Nun hätte ich eigentlich etwas tun müssen, was die Polizei und das Gesetz von jedem guten Staatsbürger erwartet: Ich hätte helfen müssen, einen Mord aufzuklären. Das würde bedeuten, daß ich von der nächsten Telefonzelle aus die Kripo von meiner Entdeckung verständigen mußte. Man würde kommen und Anna van Straaten festnehmen. Man würde sie in Untersuchungshaft sperren, sie immer wieder verhören, und sie würde immer wieder beteuern, nichts von dem Mord zu wissen. Dieses für die Kleine zermürbende, für die Polizei nicht weiter belastende Verfahren konnte sich über Wochen, sogar über Monate hinziehen, so lange eben, bis der wahre Mörder gefunden war.
Sie tat mir leid. Irgendwie hatte sie mir gefallen, und ich hatte ihr geglaubt.
Ich beschloß, ausnahmsweise einmal kein guter Staatsbürger zu sein.
Langsam ging ich auf den Wagen zu, und je näher ich kam, desto mehr fühlte ich mein Herz köpfen, als warte ich auf eine neue, entsetzliche Überraschung.
Sie kam nicht.
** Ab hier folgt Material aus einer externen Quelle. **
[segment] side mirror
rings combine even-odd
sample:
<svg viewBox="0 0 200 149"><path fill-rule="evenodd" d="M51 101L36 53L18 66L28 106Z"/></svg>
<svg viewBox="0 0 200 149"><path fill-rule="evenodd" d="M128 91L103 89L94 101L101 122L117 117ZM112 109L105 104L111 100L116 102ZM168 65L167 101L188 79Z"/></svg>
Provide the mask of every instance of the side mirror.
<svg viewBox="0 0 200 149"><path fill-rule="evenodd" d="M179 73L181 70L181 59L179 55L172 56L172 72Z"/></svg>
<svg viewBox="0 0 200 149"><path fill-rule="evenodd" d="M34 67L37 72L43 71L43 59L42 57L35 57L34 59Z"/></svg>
Der Wagen war leer, seine Türen verschlossen.
Ich schaute übers Gartentor und sah Licht in einem der Erdgeschoßzimmer.
Da tat ich wieder etwas, was einem guten Staatsbürger nicht erlaubt ist: Weil das Gartentor verschlossen war, kletterte ich drüber, vermied den Weg zum Haus und schlich, von dichtem Gebüsch gedeckt, zu dem erleuchteten Fenster. Die Vorhänge waren zugezogen, doch klafften sie eine Handbreit auseinander. Auf Zehenspitzen stehend konnte ich hineinschauen.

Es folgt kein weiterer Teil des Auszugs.